I've come to a 'dead end'. Going nowhere, stuck in the same ruotines with no job, driving, school, friends, or boyfriend, or even really supportive family members. I have the power to change everything in my life, especially my thoughts and feelings.

_I just decided enough is enough. I can't live this way. _Today, right now, sitting at the desk typing this and alittle bit before it just shook me, took hold of me, this idea. Wake up! You've got your whole life ahead of you. Negative thinking doesn't change anything, it doesn't help you, it is USELESS in life. I'm keeping myself back, I mean, who else would give me permission to live life the way I want to? Noone, just *me*.
Why has it taken me so long to realize this?

*Attitude is everything, nothing else matters. *

It's a choice of how to react, there is no right way/wrong way, it's all a matter of personal choice.


----------



## Guest (Sep 3, 2006)

I agree. I've gotten myself in the habit of not having negative thoughts anymore even when things are bad. Before I would get upset and curse people or things in my head, but that gets you nowhere! Now whenever I start doing that, I usually catch myself and I turn it around. I've surprised myself with how I've been able to do this. I'm not saying I never get depressed or have negative thoughts, but I do pretty good at shutting them out.


----------



## Buerhle (Mar 6, 2006)

:agree 

I was going to say more, but you said it all I think. I def need to be more positive.


----------



## chiz (Aug 17, 2006)

Yeah,

It is really up to us on how we want to live our lives. We can live it happily if we want to. We just have to set it in our mind that we want to be positive. Once we have set this and make it a strong desire, we'll be able to make it. Living a positive life could be our motivation to do it and put away our negative thoughts.

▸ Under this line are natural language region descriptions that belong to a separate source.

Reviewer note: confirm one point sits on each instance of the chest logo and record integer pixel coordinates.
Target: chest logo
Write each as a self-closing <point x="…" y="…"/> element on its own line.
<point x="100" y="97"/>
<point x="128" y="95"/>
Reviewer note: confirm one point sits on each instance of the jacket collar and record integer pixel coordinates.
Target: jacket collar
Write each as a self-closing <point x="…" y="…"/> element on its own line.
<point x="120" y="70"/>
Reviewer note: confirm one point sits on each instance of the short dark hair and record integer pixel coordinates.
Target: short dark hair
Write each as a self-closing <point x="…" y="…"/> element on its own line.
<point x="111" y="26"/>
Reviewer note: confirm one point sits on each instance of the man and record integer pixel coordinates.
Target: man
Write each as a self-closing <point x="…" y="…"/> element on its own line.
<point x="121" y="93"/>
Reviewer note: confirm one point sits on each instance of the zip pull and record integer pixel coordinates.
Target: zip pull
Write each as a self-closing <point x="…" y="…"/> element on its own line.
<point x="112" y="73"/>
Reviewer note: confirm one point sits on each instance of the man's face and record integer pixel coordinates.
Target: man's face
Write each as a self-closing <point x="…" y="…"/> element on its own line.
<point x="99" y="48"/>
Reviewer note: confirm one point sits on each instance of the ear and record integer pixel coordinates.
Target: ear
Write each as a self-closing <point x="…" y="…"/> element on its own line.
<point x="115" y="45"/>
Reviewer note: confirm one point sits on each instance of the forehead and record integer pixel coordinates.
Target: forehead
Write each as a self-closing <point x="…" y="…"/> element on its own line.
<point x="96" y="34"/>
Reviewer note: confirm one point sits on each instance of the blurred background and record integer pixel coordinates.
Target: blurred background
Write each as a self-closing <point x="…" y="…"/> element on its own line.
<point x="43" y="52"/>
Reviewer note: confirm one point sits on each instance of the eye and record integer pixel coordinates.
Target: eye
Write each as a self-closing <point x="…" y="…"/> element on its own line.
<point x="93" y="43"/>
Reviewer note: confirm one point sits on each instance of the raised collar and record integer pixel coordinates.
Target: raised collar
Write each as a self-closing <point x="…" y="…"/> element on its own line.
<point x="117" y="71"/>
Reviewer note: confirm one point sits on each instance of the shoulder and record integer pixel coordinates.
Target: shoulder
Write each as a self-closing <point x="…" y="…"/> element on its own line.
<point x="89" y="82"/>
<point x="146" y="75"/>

GOod thing that you have finally realized this.


----------



## Prodigal Son (Dec 11, 2005)

Great thread, couldn't agree more...not really adding much just saying positive attitude is key. There are positives in everybody's life, focus on them and the negatives are just challenges and experiences you can learn and grow from.


----------



## Maike (Sep 29, 2004)

Couldn't agree more...

We really are in control of our lives and we have the power to change them for the better, we deserve the life that we dream of.


----------